Thing is, comrade, South Africans tend to vote for losers. I’m talking about Jacob, here. I should point out that I only consider him a loser because he lost you, a real catch in anyone’s book. What the hell happened to you guys? I know his third wife committed suicide and his fourth tried to poison him, but that doesn’t mean he’s not easy to live with. Was it the singing and dancing that did it? I’d want to murder him if I had to hear Mshini Wam warbling from the shower every morning for sixteen years.
Come to think of it, you were probably put off theatrical performances of any kind in 1995 after it was found that, as minister of health, you had lied to parliament about where the R14-million had come from to fund the musical Sarafina II. Big deal. When it comes to musicals, everyone lies. Imagine a scandal involving a paltry R14-million! It’s almost cute.
I liked you when you were foreign minister. You didn’t do or say anything while Mad Bob Mugabe taught those white farmers and, as it turned out, his economy, a lesson never to be forgotten. You called it “quiet diplomacy” and you were very good at it. I look forward to your “quiet presidency”. This seems to run in the family because no matter what happens, your ex-husband resolutely refuses to appear on television to reassure the nation.
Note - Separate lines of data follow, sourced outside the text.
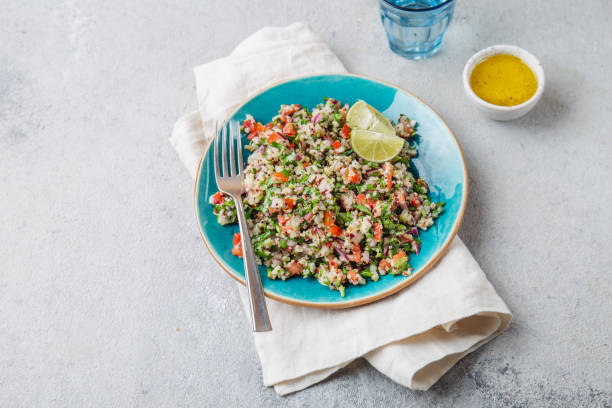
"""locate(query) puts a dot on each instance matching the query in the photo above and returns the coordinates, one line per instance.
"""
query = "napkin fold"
(414, 336)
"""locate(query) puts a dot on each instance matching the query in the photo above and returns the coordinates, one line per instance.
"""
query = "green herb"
(363, 208)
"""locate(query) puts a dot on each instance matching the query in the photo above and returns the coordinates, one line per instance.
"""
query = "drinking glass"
(415, 28)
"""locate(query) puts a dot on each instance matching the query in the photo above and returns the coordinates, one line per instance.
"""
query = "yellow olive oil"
(503, 80)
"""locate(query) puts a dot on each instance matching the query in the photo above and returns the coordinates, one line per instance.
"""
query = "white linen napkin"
(414, 336)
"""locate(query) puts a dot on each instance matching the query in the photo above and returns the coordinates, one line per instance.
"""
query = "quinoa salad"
(316, 209)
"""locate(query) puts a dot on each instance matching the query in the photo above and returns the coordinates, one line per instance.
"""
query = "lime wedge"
(363, 116)
(375, 146)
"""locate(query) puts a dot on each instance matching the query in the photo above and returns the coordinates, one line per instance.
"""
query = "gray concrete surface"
(107, 294)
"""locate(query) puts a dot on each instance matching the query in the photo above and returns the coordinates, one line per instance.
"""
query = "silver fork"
(231, 183)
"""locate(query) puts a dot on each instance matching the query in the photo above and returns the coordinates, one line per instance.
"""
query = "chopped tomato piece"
(289, 203)
(273, 137)
(329, 218)
(217, 198)
(422, 182)
(384, 265)
(295, 268)
(288, 129)
(286, 228)
(356, 253)
(352, 276)
(280, 177)
(335, 230)
(351, 176)
(377, 232)
(388, 170)
(282, 219)
(345, 132)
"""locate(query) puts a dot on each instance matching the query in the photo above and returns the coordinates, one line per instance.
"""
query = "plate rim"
(371, 298)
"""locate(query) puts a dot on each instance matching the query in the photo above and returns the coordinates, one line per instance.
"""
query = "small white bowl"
(497, 112)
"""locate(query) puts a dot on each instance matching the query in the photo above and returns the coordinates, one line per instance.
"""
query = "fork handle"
(259, 312)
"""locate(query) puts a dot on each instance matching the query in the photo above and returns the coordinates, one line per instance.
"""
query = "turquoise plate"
(440, 162)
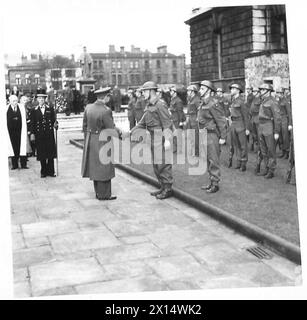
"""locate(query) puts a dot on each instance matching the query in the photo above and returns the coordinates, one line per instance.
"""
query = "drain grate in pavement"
(259, 252)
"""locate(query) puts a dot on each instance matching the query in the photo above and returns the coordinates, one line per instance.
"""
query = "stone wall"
(267, 67)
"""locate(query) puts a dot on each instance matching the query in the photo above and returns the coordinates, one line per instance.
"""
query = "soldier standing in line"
(139, 105)
(269, 128)
(210, 118)
(191, 121)
(98, 117)
(155, 119)
(177, 114)
(239, 126)
(254, 121)
(284, 111)
(43, 122)
(131, 108)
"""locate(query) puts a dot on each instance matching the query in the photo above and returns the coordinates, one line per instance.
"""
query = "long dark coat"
(97, 117)
(42, 127)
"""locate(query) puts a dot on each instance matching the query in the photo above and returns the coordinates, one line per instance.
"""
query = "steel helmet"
(149, 85)
(266, 86)
(237, 86)
(208, 84)
(192, 87)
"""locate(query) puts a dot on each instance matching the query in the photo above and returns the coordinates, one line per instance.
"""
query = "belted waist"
(236, 118)
(94, 131)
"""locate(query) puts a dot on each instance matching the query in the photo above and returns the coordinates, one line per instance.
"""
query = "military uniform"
(156, 117)
(210, 118)
(192, 110)
(42, 124)
(131, 112)
(269, 123)
(97, 117)
(284, 110)
(238, 114)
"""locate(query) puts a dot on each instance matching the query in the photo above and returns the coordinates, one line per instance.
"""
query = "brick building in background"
(133, 68)
(246, 45)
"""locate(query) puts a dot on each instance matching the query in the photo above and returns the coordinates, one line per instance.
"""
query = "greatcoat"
(97, 117)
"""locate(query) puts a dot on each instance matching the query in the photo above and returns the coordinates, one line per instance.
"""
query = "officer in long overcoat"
(17, 133)
(42, 125)
(97, 118)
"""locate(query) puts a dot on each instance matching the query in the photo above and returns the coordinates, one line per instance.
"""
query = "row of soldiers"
(263, 119)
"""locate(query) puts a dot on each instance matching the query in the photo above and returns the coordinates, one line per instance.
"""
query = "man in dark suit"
(43, 122)
(97, 118)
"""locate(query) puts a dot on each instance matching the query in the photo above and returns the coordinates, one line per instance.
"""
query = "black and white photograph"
(149, 149)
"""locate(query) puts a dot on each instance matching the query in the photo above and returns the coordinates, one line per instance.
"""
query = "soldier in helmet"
(269, 128)
(285, 113)
(254, 119)
(155, 119)
(210, 118)
(192, 109)
(239, 126)
(176, 110)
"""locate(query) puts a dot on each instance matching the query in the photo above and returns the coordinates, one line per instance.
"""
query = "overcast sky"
(65, 26)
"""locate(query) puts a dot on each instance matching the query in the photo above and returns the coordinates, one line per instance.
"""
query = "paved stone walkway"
(67, 242)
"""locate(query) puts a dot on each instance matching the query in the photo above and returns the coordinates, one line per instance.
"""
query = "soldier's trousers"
(240, 144)
(284, 135)
(213, 158)
(102, 189)
(162, 170)
(268, 150)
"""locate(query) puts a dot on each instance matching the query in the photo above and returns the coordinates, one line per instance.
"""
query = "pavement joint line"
(273, 242)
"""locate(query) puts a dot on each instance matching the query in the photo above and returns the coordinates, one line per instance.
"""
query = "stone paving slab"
(65, 273)
(65, 242)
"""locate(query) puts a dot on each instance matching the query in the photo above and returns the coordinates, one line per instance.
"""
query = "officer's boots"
(166, 193)
(155, 193)
(257, 169)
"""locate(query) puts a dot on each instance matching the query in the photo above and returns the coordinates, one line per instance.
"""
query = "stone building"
(133, 68)
(246, 45)
(57, 78)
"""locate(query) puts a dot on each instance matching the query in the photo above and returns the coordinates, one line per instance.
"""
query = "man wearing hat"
(17, 133)
(210, 118)
(42, 125)
(239, 126)
(176, 110)
(98, 117)
(191, 122)
(269, 128)
(285, 113)
(155, 119)
(254, 125)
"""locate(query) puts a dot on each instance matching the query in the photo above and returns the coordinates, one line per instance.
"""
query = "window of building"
(70, 73)
(37, 79)
(17, 79)
(55, 74)
(28, 80)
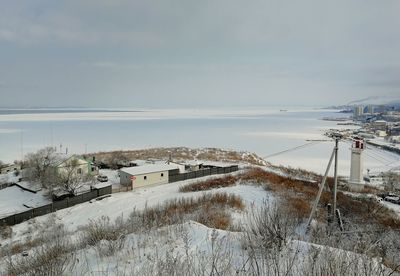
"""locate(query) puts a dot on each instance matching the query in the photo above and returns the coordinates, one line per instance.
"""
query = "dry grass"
(183, 153)
(215, 183)
(207, 209)
(299, 195)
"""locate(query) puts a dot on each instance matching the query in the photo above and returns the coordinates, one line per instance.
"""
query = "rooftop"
(149, 169)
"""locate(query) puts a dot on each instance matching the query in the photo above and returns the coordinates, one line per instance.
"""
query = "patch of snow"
(13, 198)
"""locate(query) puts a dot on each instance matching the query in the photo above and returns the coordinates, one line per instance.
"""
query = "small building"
(10, 168)
(358, 111)
(379, 125)
(147, 175)
(78, 164)
(187, 166)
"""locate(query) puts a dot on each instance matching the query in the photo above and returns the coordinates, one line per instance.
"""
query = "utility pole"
(334, 211)
(335, 177)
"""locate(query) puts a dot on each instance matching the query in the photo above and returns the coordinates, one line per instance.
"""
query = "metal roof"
(149, 169)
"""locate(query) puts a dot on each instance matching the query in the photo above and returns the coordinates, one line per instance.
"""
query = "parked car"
(392, 199)
(102, 178)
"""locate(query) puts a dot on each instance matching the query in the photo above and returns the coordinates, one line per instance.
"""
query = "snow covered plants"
(214, 183)
(52, 257)
(102, 229)
(271, 226)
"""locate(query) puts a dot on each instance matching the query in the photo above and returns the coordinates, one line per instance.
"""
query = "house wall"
(81, 164)
(10, 168)
(151, 179)
(124, 178)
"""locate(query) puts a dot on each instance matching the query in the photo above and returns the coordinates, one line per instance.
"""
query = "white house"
(147, 175)
(80, 165)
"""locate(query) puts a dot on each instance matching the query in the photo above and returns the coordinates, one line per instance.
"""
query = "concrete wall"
(149, 179)
(56, 205)
(81, 164)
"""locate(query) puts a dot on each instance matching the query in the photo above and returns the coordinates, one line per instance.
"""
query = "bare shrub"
(101, 229)
(215, 183)
(5, 232)
(50, 258)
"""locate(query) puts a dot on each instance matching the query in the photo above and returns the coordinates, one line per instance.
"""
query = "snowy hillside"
(246, 223)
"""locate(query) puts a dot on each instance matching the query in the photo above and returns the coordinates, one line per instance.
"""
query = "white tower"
(356, 170)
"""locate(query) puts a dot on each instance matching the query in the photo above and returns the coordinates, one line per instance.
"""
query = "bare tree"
(116, 159)
(391, 180)
(41, 166)
(71, 177)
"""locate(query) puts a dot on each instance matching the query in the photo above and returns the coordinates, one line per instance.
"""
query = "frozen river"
(263, 131)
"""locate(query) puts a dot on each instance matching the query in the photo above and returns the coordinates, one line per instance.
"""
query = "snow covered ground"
(190, 244)
(12, 200)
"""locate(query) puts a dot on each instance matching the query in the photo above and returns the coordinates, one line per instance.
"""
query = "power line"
(291, 149)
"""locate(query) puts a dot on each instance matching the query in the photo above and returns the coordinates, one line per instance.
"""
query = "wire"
(292, 149)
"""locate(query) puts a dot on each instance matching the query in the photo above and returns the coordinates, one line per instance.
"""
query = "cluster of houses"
(170, 171)
(140, 173)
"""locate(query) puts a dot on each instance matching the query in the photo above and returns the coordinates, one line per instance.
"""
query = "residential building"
(147, 175)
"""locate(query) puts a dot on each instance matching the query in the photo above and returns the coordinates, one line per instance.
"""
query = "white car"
(102, 178)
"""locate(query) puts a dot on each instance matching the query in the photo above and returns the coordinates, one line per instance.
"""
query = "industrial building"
(157, 174)
(147, 175)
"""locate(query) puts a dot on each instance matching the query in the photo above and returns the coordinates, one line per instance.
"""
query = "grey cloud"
(179, 52)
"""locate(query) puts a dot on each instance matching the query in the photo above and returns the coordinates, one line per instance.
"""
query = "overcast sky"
(127, 53)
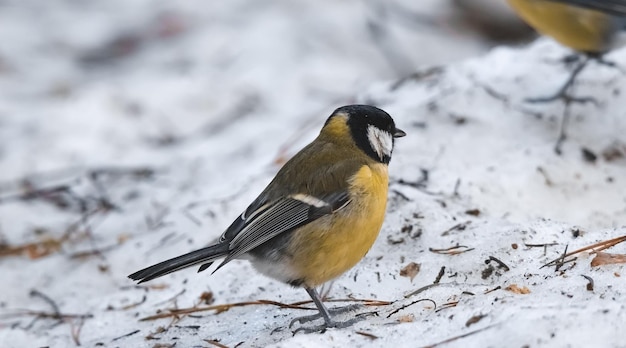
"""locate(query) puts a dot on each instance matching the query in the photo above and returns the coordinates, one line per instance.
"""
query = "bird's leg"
(326, 315)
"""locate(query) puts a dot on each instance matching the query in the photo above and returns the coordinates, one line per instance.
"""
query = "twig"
(55, 307)
(367, 334)
(440, 275)
(451, 250)
(593, 247)
(214, 342)
(500, 263)
(125, 335)
(540, 245)
(460, 226)
(410, 304)
(422, 289)
(590, 284)
(452, 339)
(447, 305)
(225, 307)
Will you also let the lawyers do all the talking?
Hey! Maybe you and Jake get together again after the election. You get Nkandla and he doesn’t get charged. The Guptas know how to throw a damn fine wedding party and Dubai would be perfect for the honeymoon. Blue skies, warm water, friendly banks. What’s not to love?
Good luck with the not campaigning. You’ll have my support when it comes to not voting.

8 thoughts on “A letter to our next president

  1. gtwenty3 says:

    I absolutely loved reading this! Damn, you shoot from the hip- you’re a valuable man, Ben!

  2. Reblogged this on BEN TROVATO – Durban Poison and commented:

    A flashback to a letter I wrote to NDZ six months ago.

  3. Another BIG gem, Ben! 🙂 Awesome shit!

  4. Julia Uys says:

    Classic! As always a joy to read!!!

  5. Ahahahaaa – “They’d need a brain in the first place.” As a member of the electorate, I don’t even feel insulted, because this is so true!